# NCEES sample exam problem 133



## Ilan (Aug 5, 2007)

A Single-phase transformer serves a 7.2kW resistive load located 200' from the XFR. Each conductor from the XFR to the load has an impedance of (0.78+j0.052) ohm/1000'. If the voltage at the load terminals is 240V, the voltage magnitude (V) at the XFR secondary is most nearly:

I got 245V assuming one conductor from XFR to the load. The solution assumes two conductors and the answer is 250V. :brickwall:

Could some one point out what I am missing here...

Thanks,

Ilan.


----------



## Flyer_PE (Aug 5, 2007)

Ilan said:


> A Single-phase transformer serves a 7.2kW resistive load located 200' from the XFR. Each conductor from the XFR to the load has an impedance of (0.78+j0.052) ohm/1000'. If the voltage at the load terminals is 240V, the voltage magnitude (V) at the XFR secondary is most nearly:
> I got 245V assuming one conductor from XFR to the load. The solution assumes two conductors and the answer is 250V. :brickwall:
> 
> Could some one point out what I am missing here...
> ...


My first impression, since the you came up with about half of the voltage drop for the correct answer, is that you only used half of the cable. Since the load is 200 ft away, there is actually 400 ft of cable to make the round trip.

I load = 7.2kW/240 V = 30 Amps

Z cable = (2 * 200ft)(0.78+j.052)/1000 ohm = 0.30 + j0.021 ohm

Vcable = 30*(0.30+j0.021) = (9 + j0.624) volts.

The source voltage ends up being 249 and change.

Jim


----------



## jdd18vm (Aug 5, 2007)

IFR_Pilot said:


> My first impression, since the you came up with about half of the voltage drop for the correct answer, is that you only used half of the cable. Since the load is 200 ft away, there is actually 400 ft of cable to make the round trip.
> I load = 7.2kW/240 V = 30 Amps
> 
> Z cable = (2 * 200ft)(0.78+j.052)/1000 ohm = 0.30 + j0.021 ohm
> ...


Thats exactly what I did wrong too. Using the 200' came up with 4.68 Volts. Slightly different approach:

(400ft/1000ft)(.78+j0.52)=.312+j208 ohms * 30 Amps=9.36 Volts

John


----------



## Ilan (Aug 6, 2007)

Thanks IFR_Pilot and jdd18vm for the responses.

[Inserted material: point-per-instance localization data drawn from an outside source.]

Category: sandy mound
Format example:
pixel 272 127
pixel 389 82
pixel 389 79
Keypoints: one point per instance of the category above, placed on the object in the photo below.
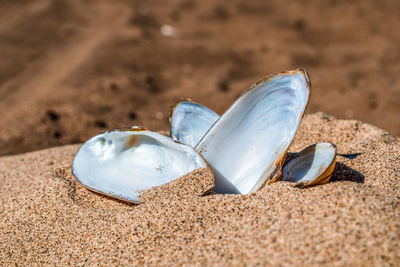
pixel 49 218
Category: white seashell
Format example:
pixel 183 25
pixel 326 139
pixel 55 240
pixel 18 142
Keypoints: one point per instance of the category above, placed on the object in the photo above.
pixel 313 165
pixel 190 121
pixel 122 163
pixel 247 145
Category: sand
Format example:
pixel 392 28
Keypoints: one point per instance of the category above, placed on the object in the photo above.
pixel 49 218
pixel 70 69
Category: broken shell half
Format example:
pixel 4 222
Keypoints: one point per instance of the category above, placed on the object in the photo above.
pixel 190 121
pixel 122 163
pixel 246 146
pixel 312 166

I understand that the second conductor is the return circuit for single phase circuits. My assumption was that the impedance was given for the entire cable segment. How do we know that how many conductors are there for each circuit/phase.

Thanks,

Ilan.


----------



## grover (Aug 6, 2007)

Ilan said:


> Thanks IFR_Pilot and jdd18vm for the responses.
> I understand that the second conductor is the return circuit for single phase circuits. My assumption was that the impedance was given for the entire cable segment. How do we know that how many conductors are there for each circuit/phase.
> 
> Thanks,
> ...


Whenever they list the conductor impedence per 1000' of length, they're talking 1-way distance. You just have to know whether or not your system has any current on the neutral that you might have to double (or consider partial) voltage drop for. For balanced 3-phase and 240V 1-phase (EG, just about any balanced shared neutral), there's negligible current (and voltage drop) on the neutral, and voltage drop only has to be calculated 1-way. For simple 1-phase with full current on the neutral, it's double the drop. For asymmatric fault conditions (EG, extremely unbalanced), it's almost always double the drop, or close to it.

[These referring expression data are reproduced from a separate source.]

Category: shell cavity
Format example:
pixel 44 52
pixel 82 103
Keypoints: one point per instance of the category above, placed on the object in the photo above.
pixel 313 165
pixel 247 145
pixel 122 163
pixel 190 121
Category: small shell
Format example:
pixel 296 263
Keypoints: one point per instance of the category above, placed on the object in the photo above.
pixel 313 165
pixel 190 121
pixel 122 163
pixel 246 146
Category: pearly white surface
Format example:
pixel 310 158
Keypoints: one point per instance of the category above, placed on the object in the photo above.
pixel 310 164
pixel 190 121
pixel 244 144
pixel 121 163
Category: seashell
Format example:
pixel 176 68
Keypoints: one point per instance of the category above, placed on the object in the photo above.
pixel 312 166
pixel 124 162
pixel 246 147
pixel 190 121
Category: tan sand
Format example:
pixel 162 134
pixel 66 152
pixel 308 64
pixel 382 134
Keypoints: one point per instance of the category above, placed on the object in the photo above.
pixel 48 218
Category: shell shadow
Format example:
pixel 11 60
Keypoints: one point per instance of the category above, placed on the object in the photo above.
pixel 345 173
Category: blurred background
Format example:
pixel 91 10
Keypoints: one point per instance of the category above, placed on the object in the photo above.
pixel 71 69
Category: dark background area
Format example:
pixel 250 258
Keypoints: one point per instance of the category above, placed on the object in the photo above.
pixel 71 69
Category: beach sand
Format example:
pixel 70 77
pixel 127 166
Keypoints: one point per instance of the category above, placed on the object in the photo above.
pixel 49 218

I don't think they ask about it on the PE exam, but harmonic current on a 3-phase neutral can throw a real wrench into the calculations, too!


----------



## Flyer_PE (Aug 6, 2007)

grover said:


> I don't think they ask about it on the PE exam, but harmonic current on a 3-phase neutral can throw a real wrench into the calculations, too!

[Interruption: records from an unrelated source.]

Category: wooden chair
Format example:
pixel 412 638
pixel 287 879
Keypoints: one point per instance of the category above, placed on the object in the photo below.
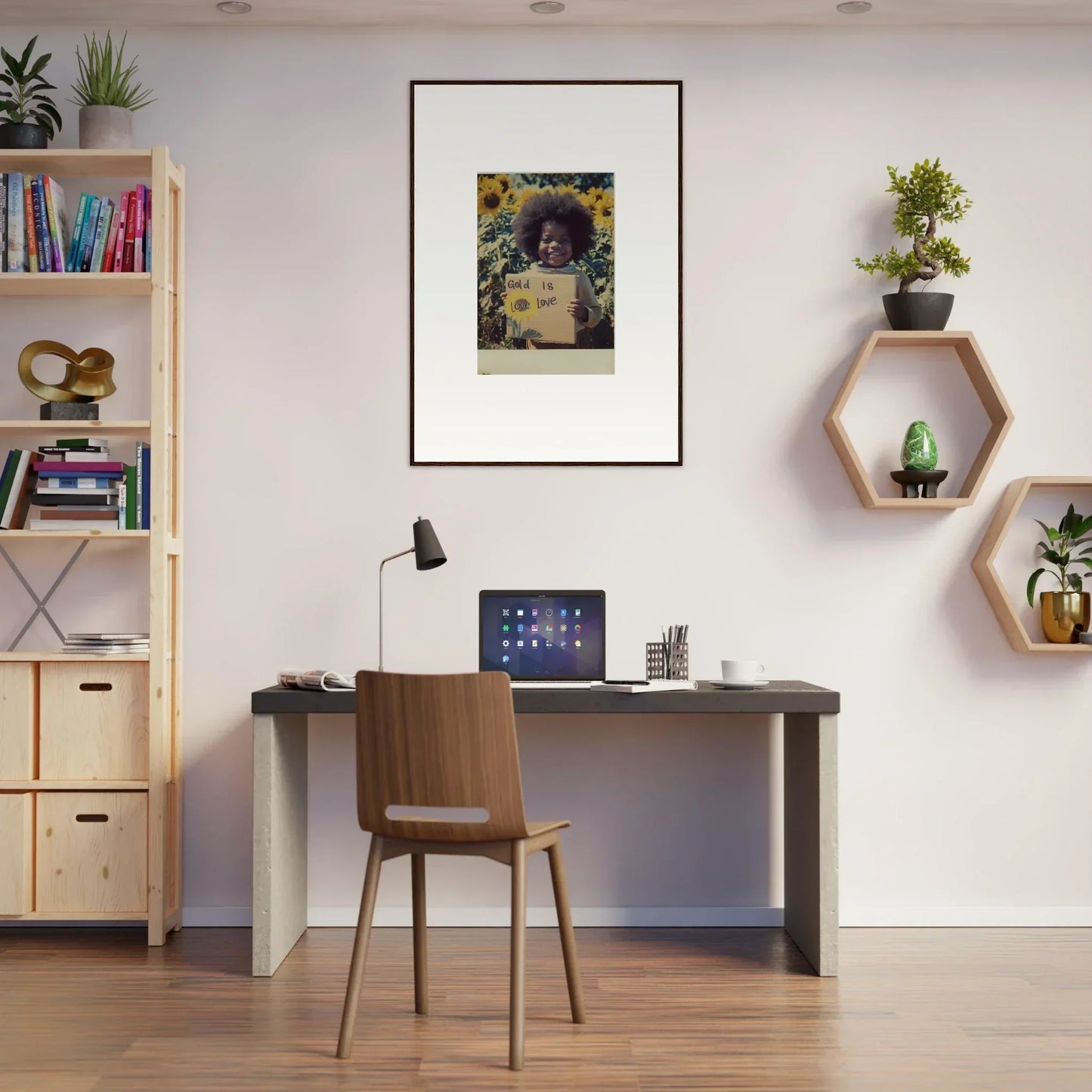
pixel 435 741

The only thing I can think that they may hit you with about harmonics in the neutral is that they will typically be 3rd order harmonics (i.e. 180Hz, 540HZ etc.) and that they are caused by non-linear loads. I can't imagine much more depth than that for a six minute sized problem.

Jim


----------



## Ilan (Aug 6, 2007)

Thanks grover for the clarification.

Ilan.


----------